Like expectations about working longer, there are some common misnomers about risk management in retirement, as well. “Risk management” refers to the amount of risk someone tolerates in their financial portfolio – or the potential for their investments to experience a setback. It shows the flip-side of retirement planning: Having a plan in place is optimal, but it’s important to be prepared for making readjustments, as well.

Let’s consider some prevailing myths about risk management in retirement planning – and how you can avoid these downsides in your own efforts.

What are Some Common Misunderstandings about Risk?

During the 2008-2009 financial crisis, investors got a hard lesson in risk management. Between December 2007 and December 2008, the S&P 500 experienced a 37% decline. In turn, this brought about $2.8 trillion in retirement account losses.

Since then, many American households have recovered, if not exceeded their losses. But misconceptions of risk management continue to linger. Here are a couple of prevailing trends:

Forecasting for the future has a set formula for everyone – Managing your risk means you’ll have to determine what’s going to be happening in future years. But opinions differ in financial circles as to what exactly forecasting is. One popular notion is that forecasting is deciding asset allocation – or your investment holdings – based upon life conditions, needs, and the market risk tolerable at your age.

Another view is forecasting involves far more outcomes to consider. In short, this approach boils down to considering a variety of outcomes based on probabilities. But the truth is it doesn’t matter how one defines financial forecasting. Everyone’s needs are different, and everyone will be wrong about a prediction at some point. A solid, proactive approach is to plan for the worst and be ready to make adjustments to your retirement plan as necessary.

Risk tolerance will remain static – Financial planning is based on individual perceptions. It’s a measure of what someone expects for the future and allocating resources to have a secure retirement. Another common trend is expecting your appetite for risk to stay the same throughout your life.
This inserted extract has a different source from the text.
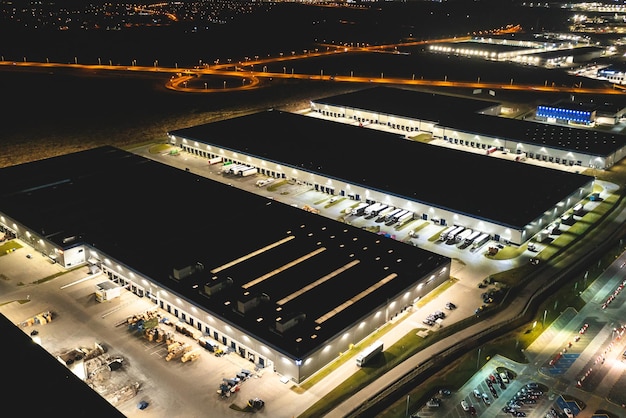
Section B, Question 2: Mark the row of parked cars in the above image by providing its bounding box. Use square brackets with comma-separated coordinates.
[502, 382, 543, 417]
However, as time passes outlooks change – and perceptions along with them. Changes in life circumstances – a medical emergency, shortfall in investment holdings, children having children of their own, to name a few – bring about evolution in perspective. Life events require adaptation for you to keep a healthy life balance. So the same principle applies to finances. As you age or other life events occur, your financial perspective and risk tolerance are also likely to change. It’s important to be open to this changing reality in your financial planning.

Risk models “guarantee” protection against shortfalls – Some investors may adopt processes of quantitative risk management in their financial plan. This approach involves taking historical data and using it to create risk models for predicting future market activity. Sure, this modeling is useful for providing further context and insights. But quantifying risk potential also comes with its own downsides.

For one, risk models depend upon historical data. These are insights of what happened in the past – they’re not necessarily representative of what might happen in the future. For context, consider the recent stock market correction. Aside from investor concerns about whether the Federal Reserve would raise interest rates, the global financial turmoil in late August stemmed from a slowdown in the Chinese economy.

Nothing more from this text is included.